Getting Started
The Data Validator helps you validate Excel data files against custom YAML validation rules. Upload your data file and rules, then get instant validation feedback with detailed error reporting.
Quick Start
- Download the sample files below to understand the format
- Prepare your Excel data file with column headers
- Create a YAML rules file defining validation requirements
- Upload both files and click "Start Validation"

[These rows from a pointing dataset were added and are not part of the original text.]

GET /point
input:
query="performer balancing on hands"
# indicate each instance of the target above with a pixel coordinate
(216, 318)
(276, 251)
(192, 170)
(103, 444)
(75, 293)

- Review results and export validated data
Excel File Format
Your Excel file should have a header row with column names, followed by data rows.
Requirements:
- First row must contain column headers
- Column names should match the
display_name in your YAML file
- Maximum file size: 10MB
- Supported formats: .xlsx, .xls
Example Excel Structure:
Employee Identifier | First Name | Last Name | Date of Birth | Department
EMP001 | John | Doe | 1985-05-15 | Engineering
EMP002 | Jane | Smith | 1990-08-22 | Marketing
Creating YAML Validation Rules
The YAML file defines validation rules for each column in your Excel file.
Basic Structure:
fields:
Employee_Identifier:
display_name: "Employee Identifier"
type: string
required: true
min_length: 5
max_length: 10
pattern: "^EMP[0-9]+$"
First_Name:
display_name: "First Name"
type: string
required: true
min_length: 2
max_length: 50
Date_of_Birth:
display_name: "Date of Birth"
type: date
required: true
Field Properties:
- display_name: The exact column header in your Excel file
- type: Data type -
string, number, date, email
- required:
true or false - whether the field must have a value
- min_length/max_length: For string fields, minimum and maximum character length
- min_value/max_value: For number fields, minimum and maximum values
- pattern: Regular expression pattern the value must match
- allowed_values: List of permitted values (enum)
Example with Allowed Values:
Department:
display_name: "Department"
type: string
required: true
allowed_values:
- "Engineering"
- "Marketing"
- "Sales"
- "HR"
- "Finance"
Number Field Example:
Salary:
display_name: "Annual Salary"
type: number
required: true
min_value: 30000
max_value: 500000
Important: The field name (e.g., Employee_Identifier) is the internal key. The display_name must exactly match your Excel column header, including spaces and capitalization.
Creating Your Own YAML File:
- List all column headers from your Excel file
- For each column, create a field entry with an internal key (use underscores, no spaces)
- Set the
display_name to match your Excel column header exactly
- Choose appropriate
type: string, number, date, or email
- Set
required: true for mandatory fields, false for optional
- Add constraints like min_length, max_length, pattern, or allowed_values as needed
- Save the file with .yaml or .yml extension
Best Practices
- Start with sample data - test with 5-10 rows before validating large datasets
- Use clear, descriptive column names in your Excel file
- Add validation rules incrementally - start simple, then add more constraints
- Use patterns (regex) for structured data like employee IDs, phone numbers, etc.
- Set appropriate min/max values to catch data entry errors
- Use allowed_values for fields with limited options (departments, status, etc.)
- Review error messages carefully - they indicate exactly what failed validation
- Export validated results to track which records passed/failed
Common Patterns
Email Validation:
Email:
display_name: "Email Address"
type: string
required: true
pattern: "^[a-zA-Z0-9._%+-]+@[a-zA-Z0-9.-]+\\.[a-zA-Z]{2,}$"
Phone Number (Singapore):
Mobile:
display_name: "Mobile Number"
type: string
required: true
pattern: "^(\\+65|65)?[689][0-9]{7}$"
Postal Code:
Postal_Code:
display_name: "Postal Code"
type: string
required: true
pattern: "^[0-9]{6}$"
min_length: 6
max_length: 6